Little Caesars has been one of my favorite guilty pleasures for quite some time. Thanks to modern technology (read: warming cabinets), you can walk into a Little Caesars with five bucks (plus tax) and walk out mere seconds later with a hot pepperoni pizza. At that price, it sure as hell isn't Bianco's, but at that price, what did you expect?

While their business model seems to be working fairly well, it's still a good idea to get a boost every now and again. To do this, Little Caesars jumped on the pretzel-as-bread bandwagon that chichi burger joints got going last year.

For just a dollar more than the regular five-buck pie, you can get a pepperoni pizza that received the pretzel treatment. On paper, doing a pretzel-crust pizza is utter brilliance. It's a simple, elegant idea that I'm surprised took this long for someone to implement. But is it any good?

The outer crust is the part that gets the pretzel treatment, and it seems Little Caesars had no choice but to make a half-assed attempt at the full pretzel experience. The beautifully browned crust had a little saltiness (I'm going to guess from a little application of baking soda and water before it goes in the oven), and plenty of shine from brushing on melted margarine when it came out of the oven.

The problem is, to get that distinct pretzel sheen (and its accompanying flavor boost), you have to boil the pretzel in the baking soda water. Since that's not an option for the whole pizza crust, you end up with a crust that's pretzel-ish, not quite a true pretzel. In an attempt to get the pretzel experience to extend across the entire pizza, Little Caesars switched out the sauce from traditional tomato to a Cheddar cheese sauce. It sounds a little odd, but it could have been a bit more off the wall.

While the recipe was being developed, the test kitchen experimented with other sauces. One of them was a mustard-based sauce, since pretzels and mustard are a fitting combination. The reaction to it was, shall we say, polarizing at best.

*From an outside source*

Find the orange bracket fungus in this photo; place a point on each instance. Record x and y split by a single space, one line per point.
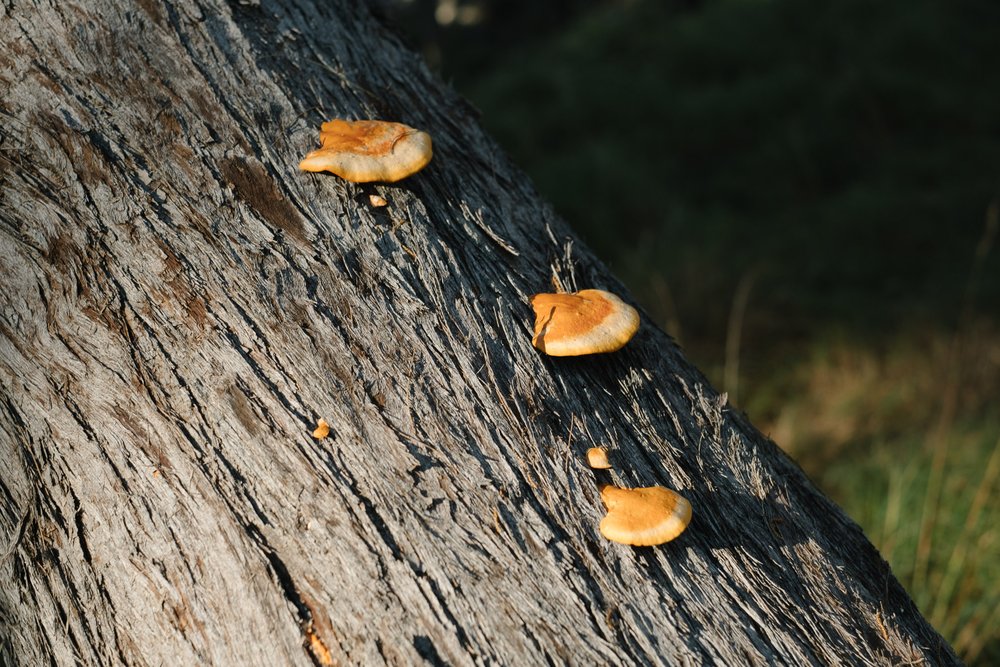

However, I understand why they tried mustard in the sauce. The pizza is topped with the cheese sauce, the regular layer of mozzarella cheese, and then finished with a sprinkle of a four-cheese blend in case there wasn't enough cheese yet.

There was so much cheese that the pepperoni barely registered as an ingredient on the pizza. All that fatty richness needed to be cut with some sharp acidity. Such as with a little dab of mustard.

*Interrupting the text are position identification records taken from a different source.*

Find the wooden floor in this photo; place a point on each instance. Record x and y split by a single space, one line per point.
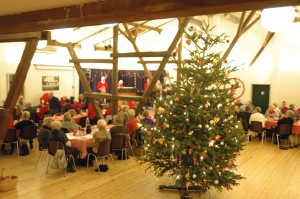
270 173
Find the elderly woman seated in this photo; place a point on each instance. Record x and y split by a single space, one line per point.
69 123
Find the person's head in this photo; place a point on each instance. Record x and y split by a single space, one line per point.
25 115
21 98
257 109
289 113
27 104
146 114
56 125
50 95
247 109
131 113
125 108
271 108
101 124
47 122
118 119
67 116
72 112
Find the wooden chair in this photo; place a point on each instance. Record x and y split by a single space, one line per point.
119 142
53 146
257 127
284 132
11 137
103 151
42 152
82 121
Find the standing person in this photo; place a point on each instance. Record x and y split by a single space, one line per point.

I grabbed a bottle of spicy brown mustard from the fridge and gave a slice a drizzle. Sure enough, it was exactly what all that bread and cheese needed. But then, I'm on the mustard-loving side of the polarized reaction I mentioned earlier.

Would I order one again? Probably not. I felt seriously over-cheesed after a couple of slices. I might throw one or two on as a novelty purchase if I'm buying stacks of pizza to feed a mess of people on the cheap. But then, with football season coming up, maybe it would sell better if they think of it less as a pizza, and more like a giant piece of cheesy pretzel bread.